Accomplishments that I'm proud of

  • It actually produces manufacturable boards. Not mockups, not screenshots, but real Gerbers that JLCPCB accepts and fabricates.
  • Multimodal input. Drop a photo of a napkin sketch into the prompt box and Gemini Vision turns it into a routed PCB. It feels like magic the first time.
  • Live cost calculator. Slide from 1 to 500 boards and watch the parts × scrap-buffer + fab tier + per-joint SMT cost update in real time. Judges have been asking the right question — "how much does this actually cost?" — and I have the answer.
  • One-click simulation. Falstad runs your circuit live in the browser with animated current flow, before you've spent a cent on parts.
  • Auto-generated firmware. The Arduino .ino sketch uses the actual pins from the schematic. You flash it and the LED blinks on the first try.
  • Refinement chains. "Now add a buzzer that beeps when the temp is high" — Boardsmith forks the previous design, regenerates, preserves lineage.
  • Persistent, shareable, auth-gated, beautiful. The whole product surface — sidebar, viewer tabs, design notes, share links — feels like a real tool, not a demo.

What I learned

  • LLMs are great at intent, terrible at geometry. Gemini nails "what should this circuit do" but happily places overlapping components if you let it. The right architecture is: LLM for the netlist, deterministic code for the layout.
  • A good prompt is a system, not a sentence. Splitting parsing into "component-level vs intent-level" modes was a 10x quality jump for natural-language input.
  • Hardware tooling has decades of buried assumptions. KiCad's grid is 1.27 mm because of imperial inheritance. Falstad's switch is inverted because of a 2008 Java decision. Gerber is a 1980s plotter format we still use. You have to learn the history to ship the future.
  • Auth and persistence aren't features, they're prerequisites. Nobody believes a demo until they can sign in, leave, come back, and find their work.
  • Streaming UX is everything. An 8-stage pipeline that takes 60 seconds feels instant when each stage flashes a "complete" badge as it lands.
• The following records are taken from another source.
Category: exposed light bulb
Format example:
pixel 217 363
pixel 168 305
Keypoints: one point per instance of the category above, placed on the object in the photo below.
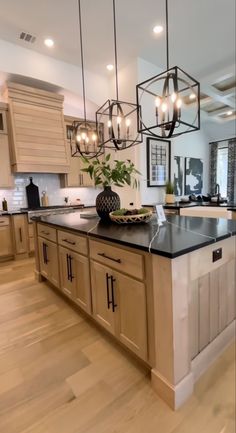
pixel 164 107
pixel 179 103
pixel 48 42
pixel 158 102
pixel 157 29
pixel 173 97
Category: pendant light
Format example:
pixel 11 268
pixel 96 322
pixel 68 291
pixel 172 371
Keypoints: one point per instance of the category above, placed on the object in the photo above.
pixel 84 137
pixel 119 117
pixel 173 98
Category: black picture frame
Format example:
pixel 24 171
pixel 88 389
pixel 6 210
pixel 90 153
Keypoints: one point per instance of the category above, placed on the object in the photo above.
pixel 158 174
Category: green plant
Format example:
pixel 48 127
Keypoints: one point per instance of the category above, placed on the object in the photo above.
pixel 169 187
pixel 120 173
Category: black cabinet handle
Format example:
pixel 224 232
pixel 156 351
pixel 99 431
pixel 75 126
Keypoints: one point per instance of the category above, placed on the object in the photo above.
pixel 70 268
pixel 112 294
pixel 110 258
pixel 68 242
pixel 20 233
pixel 108 294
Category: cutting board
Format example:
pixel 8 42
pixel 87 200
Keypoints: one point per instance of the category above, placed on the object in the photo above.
pixel 32 193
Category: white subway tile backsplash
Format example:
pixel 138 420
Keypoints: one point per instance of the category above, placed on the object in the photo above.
pixel 16 198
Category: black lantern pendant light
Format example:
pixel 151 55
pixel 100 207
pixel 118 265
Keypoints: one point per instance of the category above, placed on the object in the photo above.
pixel 173 98
pixel 119 117
pixel 84 138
What's next for Boardsmith

  • Closed-loop DRC and ERC. Currently it generates clean designs, next I want to verify them with real design-rule checks before shipping the Gerbers.
  • Multi-board projects. A controller board + a sensor board + a flexible interconnect, all from one prompt.
  • In-browser SPICE. Falstad is fast and visual but limited. I want full SPICE for the analog users, with ngspice running in WASM.
  • Component-library expansion. ESP32-S3, Raspberry Pi Pico, BLE modules, motor drivers, op-amps. Every part we add unlocks a new class of projects.
  • Direct JLCPCB ordering. Today you download the zip and upload it to JLCPCB. Tomorrow: one button, one Stripe checkout, boards at your door.
  • A standalone hardware copilot. Once the generator is solid, I want the editor: select a trace, ask "make this differential pair," watch it route.